Sultanov, the psychologist, said Americans needed to let themselves experience distressing emotions in the days immediately following the tragedy, and that humor would have been "very inappropriate" during that time.

But, he said, "as people recover a little bit, that's the time that humor is most effective."

When comedy shows return full-force to humor, though, they'll have to wrestle with how to deal, if at all, with the topic.

Though such dark, unseemly chapters in American life as O.J. Simpson's double-murder trial or the U.S. government's raid on David Koresh's Waco compound have been accepted fodder for humor, the events of last week are on a scale heretofore unimagined -- and, thus, probably toxic for comics.

"I think it's going to be tough sledding for comedy writers over the next few months because these wounds are deep and are not going to heal easily. I don't know if we're going to be able to joke about terrorists and things like that in the future," said John DiPitero, a Worcester State College communications professor. "There are comedians who make a living out of offending everyone, and now, you don't know who you're offending."

Sultanov believes, however, that comics will eventually approach the subject, albeit in tangential ways.

"While is clearly isn't funny, we're going to find funny things that come out of it. It will be gradual. You're not going to hear the jokes about people being incinerated, which you did hear after Waco," he said.

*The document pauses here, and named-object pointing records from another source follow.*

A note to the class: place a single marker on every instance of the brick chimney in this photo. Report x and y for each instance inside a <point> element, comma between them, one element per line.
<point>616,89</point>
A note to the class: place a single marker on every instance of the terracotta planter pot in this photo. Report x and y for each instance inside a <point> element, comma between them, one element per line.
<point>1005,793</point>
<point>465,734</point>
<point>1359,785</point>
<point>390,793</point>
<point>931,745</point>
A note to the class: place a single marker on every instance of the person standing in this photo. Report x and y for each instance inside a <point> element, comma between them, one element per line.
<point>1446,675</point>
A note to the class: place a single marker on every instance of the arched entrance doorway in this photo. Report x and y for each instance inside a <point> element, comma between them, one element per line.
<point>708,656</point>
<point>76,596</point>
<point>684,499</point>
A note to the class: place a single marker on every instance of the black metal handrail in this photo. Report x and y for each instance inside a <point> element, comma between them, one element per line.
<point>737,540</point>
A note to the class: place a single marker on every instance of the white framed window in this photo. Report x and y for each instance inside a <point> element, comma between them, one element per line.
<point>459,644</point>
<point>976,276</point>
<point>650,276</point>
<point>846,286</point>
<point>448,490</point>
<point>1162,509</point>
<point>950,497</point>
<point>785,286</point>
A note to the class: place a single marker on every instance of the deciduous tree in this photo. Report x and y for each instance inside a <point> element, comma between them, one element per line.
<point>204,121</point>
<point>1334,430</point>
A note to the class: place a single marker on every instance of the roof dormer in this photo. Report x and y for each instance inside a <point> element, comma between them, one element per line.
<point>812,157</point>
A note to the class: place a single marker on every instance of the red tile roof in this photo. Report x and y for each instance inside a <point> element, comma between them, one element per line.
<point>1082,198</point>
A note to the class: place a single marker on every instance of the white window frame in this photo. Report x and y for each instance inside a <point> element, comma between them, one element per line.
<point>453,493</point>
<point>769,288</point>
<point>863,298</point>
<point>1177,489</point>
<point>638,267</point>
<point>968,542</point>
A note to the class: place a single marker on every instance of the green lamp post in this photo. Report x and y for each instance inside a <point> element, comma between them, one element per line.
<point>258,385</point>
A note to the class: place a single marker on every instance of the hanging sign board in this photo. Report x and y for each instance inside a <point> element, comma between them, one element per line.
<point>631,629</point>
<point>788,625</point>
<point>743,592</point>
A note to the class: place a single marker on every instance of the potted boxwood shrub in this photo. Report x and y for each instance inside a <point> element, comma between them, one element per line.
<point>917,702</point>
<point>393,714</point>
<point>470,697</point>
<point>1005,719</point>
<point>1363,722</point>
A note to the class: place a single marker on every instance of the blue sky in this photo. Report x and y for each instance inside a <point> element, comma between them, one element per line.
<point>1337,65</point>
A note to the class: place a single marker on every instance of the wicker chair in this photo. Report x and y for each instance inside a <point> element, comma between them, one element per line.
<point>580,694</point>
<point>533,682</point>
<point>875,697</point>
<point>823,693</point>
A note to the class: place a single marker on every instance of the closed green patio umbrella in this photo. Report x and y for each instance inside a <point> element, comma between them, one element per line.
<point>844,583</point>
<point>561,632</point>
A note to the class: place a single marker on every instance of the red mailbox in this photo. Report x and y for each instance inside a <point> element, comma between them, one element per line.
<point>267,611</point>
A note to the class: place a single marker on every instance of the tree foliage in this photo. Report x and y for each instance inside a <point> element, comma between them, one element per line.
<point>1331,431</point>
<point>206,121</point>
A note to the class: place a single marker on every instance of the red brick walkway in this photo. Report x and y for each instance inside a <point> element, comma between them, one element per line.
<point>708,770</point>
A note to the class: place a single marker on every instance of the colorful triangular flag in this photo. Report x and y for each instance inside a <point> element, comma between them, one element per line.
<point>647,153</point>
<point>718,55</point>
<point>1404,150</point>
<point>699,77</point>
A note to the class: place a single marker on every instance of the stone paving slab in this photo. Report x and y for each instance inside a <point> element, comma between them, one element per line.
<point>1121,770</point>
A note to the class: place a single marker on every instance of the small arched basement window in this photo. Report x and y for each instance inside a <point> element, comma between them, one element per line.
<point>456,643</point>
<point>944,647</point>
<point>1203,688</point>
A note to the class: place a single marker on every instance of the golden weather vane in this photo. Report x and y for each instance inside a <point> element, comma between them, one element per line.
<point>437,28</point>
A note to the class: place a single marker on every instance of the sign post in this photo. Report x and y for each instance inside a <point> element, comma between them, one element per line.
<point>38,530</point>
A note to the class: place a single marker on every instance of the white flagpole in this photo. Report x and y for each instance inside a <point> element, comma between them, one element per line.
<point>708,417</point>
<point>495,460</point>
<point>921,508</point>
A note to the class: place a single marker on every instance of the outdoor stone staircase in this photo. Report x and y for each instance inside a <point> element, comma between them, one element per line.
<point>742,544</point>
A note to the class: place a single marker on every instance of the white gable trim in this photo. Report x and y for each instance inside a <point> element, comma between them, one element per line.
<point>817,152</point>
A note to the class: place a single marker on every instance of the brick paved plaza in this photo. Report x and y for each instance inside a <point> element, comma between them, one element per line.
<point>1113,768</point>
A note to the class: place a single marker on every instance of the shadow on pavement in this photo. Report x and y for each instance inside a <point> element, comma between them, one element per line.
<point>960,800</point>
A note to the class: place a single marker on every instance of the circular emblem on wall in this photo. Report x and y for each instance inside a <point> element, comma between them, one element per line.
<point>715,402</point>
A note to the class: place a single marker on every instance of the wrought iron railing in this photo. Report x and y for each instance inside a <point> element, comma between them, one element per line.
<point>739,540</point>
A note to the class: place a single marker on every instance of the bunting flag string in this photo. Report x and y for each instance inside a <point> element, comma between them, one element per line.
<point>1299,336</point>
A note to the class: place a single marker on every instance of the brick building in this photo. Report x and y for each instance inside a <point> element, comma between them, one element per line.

Said Izzy Giselle, a Northampton-based motivational speaker and former stand-up comic, "I think Letterman and Leno are going to go and test the waters and be respectful of the audience. It's not going to be a joke about the victims. It's going to be a joke about the perpetrators. Or that Fidel Castro wants to join the coalition: I can see Bush saying, 'Who invited this guy?'"

Many regulars in the Boston comedy circuit are wrestling with similar questions.

"Obviously, we're not going to touch on anything that has to do with buildings, airplanes, anything like that," said Will Luera, artistic director of Cambridge's Improv Theatre. "This broke all the boundaries that we normally can play with, like ultra-patriotism or ultra-religious fanatics."

Boston stand-up comic Emily Singer said "jokes about the tragedy are inappropriate" but believes comedy unrelated to those events could be therapeutic and help people "escape" their grip for at least a little while.

"Comedy can be extremely healing," said Singer, who entered the business "as a way of getting over the loss of a friend. To be able to laugh for a half-hour or an hour, it's an incredibly empowering experience."